Jersey jako "nagroda" za molestowanie seksualne: Były pracownik pierwszoligowego klubu aresztowany
Wolfsberg (Austria) - Zaledwie kilka tygodni temu Wolfsberger AC świętował zwycięstwo w pucharze, ale teraz klubem austriackiej Bundesligi wstrząsnął potworny skandal. Były pracownik klubu miał molestować seksualnie kilku nieletnich . Teraz podejrzany został w końcu aresztowany.
Jak donoszą Kronen Zeitung i Kleine Zeitung, powołując się na kręgi sądowe, 22-letni mężczyzna został niedawno skuty kajdankami.

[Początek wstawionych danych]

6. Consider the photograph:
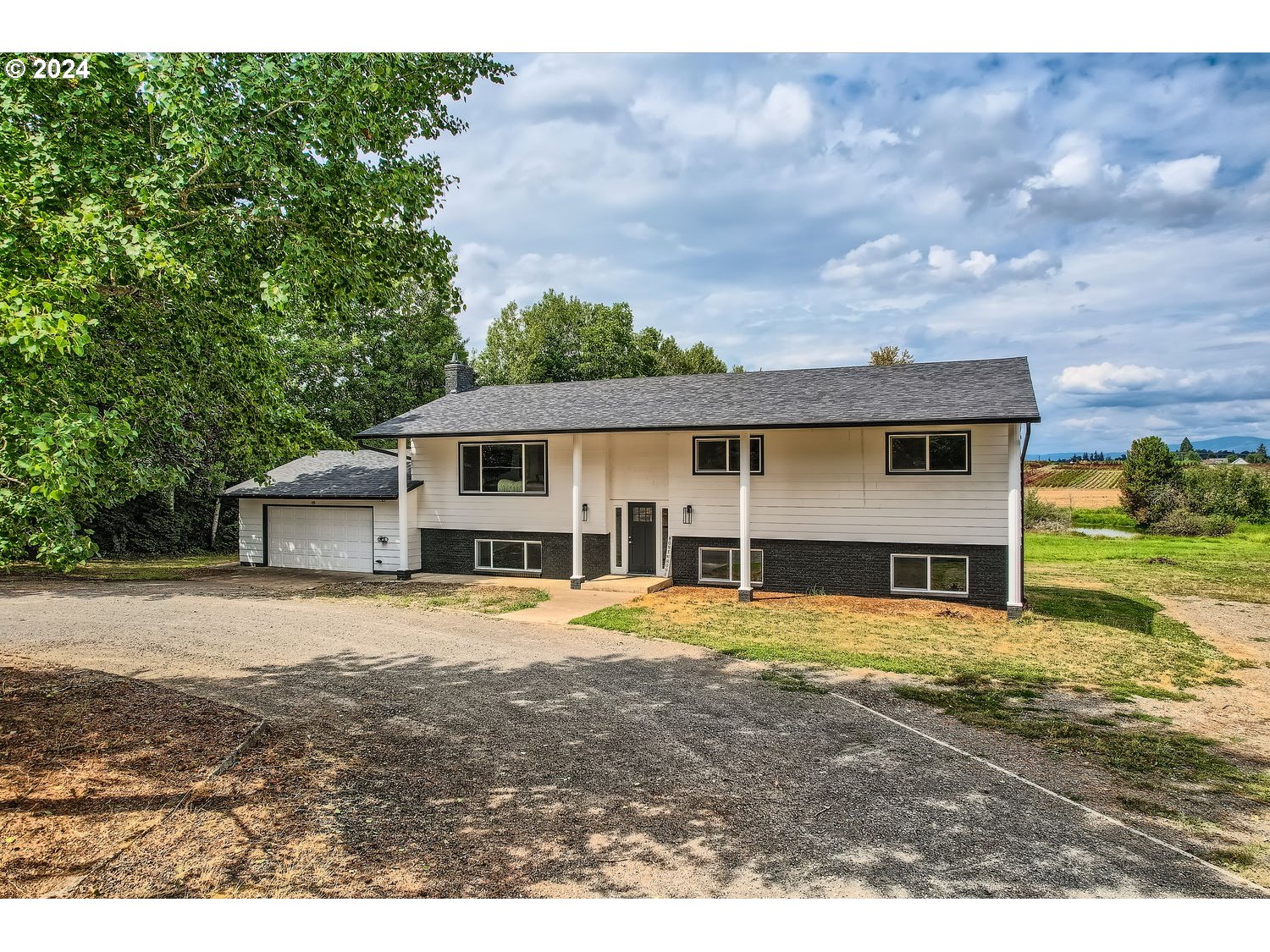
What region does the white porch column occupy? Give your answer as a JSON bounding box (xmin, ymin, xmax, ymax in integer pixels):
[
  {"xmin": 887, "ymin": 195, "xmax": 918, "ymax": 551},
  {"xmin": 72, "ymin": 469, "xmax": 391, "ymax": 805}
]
[
  {"xmin": 737, "ymin": 433, "xmax": 754, "ymax": 602},
  {"xmin": 569, "ymin": 433, "xmax": 582, "ymax": 589},
  {"xmin": 398, "ymin": 438, "xmax": 411, "ymax": 581},
  {"xmin": 1006, "ymin": 423, "xmax": 1024, "ymax": 619}
]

Według raportu, prokuratura prowadzi dochodzenie w sprawie domniemanego sprawcy z Lavanttal w kraju związkowym Karyntia od stycznia. Po incydencie na poligonie postawiono mu zarzuty, a następnie przeszukano jego dom.

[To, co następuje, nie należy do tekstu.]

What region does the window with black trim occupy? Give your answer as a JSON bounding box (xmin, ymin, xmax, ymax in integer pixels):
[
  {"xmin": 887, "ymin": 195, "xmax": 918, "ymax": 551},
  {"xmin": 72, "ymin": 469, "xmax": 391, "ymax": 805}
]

Śledczy odkryli wszelkiego rodzaju obciążające materiały wideo i zdjęcia, po czym mężczyzna przyznał się do części przestępstw. Niemniej jednak do tej pory pozostawał na wolności.

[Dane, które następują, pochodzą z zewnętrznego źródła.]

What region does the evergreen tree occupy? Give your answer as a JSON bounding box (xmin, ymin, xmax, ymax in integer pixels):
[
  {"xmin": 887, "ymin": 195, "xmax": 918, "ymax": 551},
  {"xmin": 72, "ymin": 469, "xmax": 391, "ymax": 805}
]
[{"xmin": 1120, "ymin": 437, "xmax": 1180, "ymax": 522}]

W szczególności były pracownik WAC jest oskarżony o ciężkie wykorzystywanie seksualne, wykorzystywanie seksualne nieletnich, moralne zagrożenie dla osób poniżej 16 roku życia oraz produkcję materiałów obrazujących wykorzystywanie dzieci.
Według prokuratury ofiary mają od dwunastu do 15 lat. Nadal nie jest jasne, ilu dokładnie młodych ludzi zostało poszkodowanych, ponieważ materiał wideo jest nadal analizowany. Według doniesień, ofiar jest co najmniej 20, ale możliwe, że nawet więcej niż 30.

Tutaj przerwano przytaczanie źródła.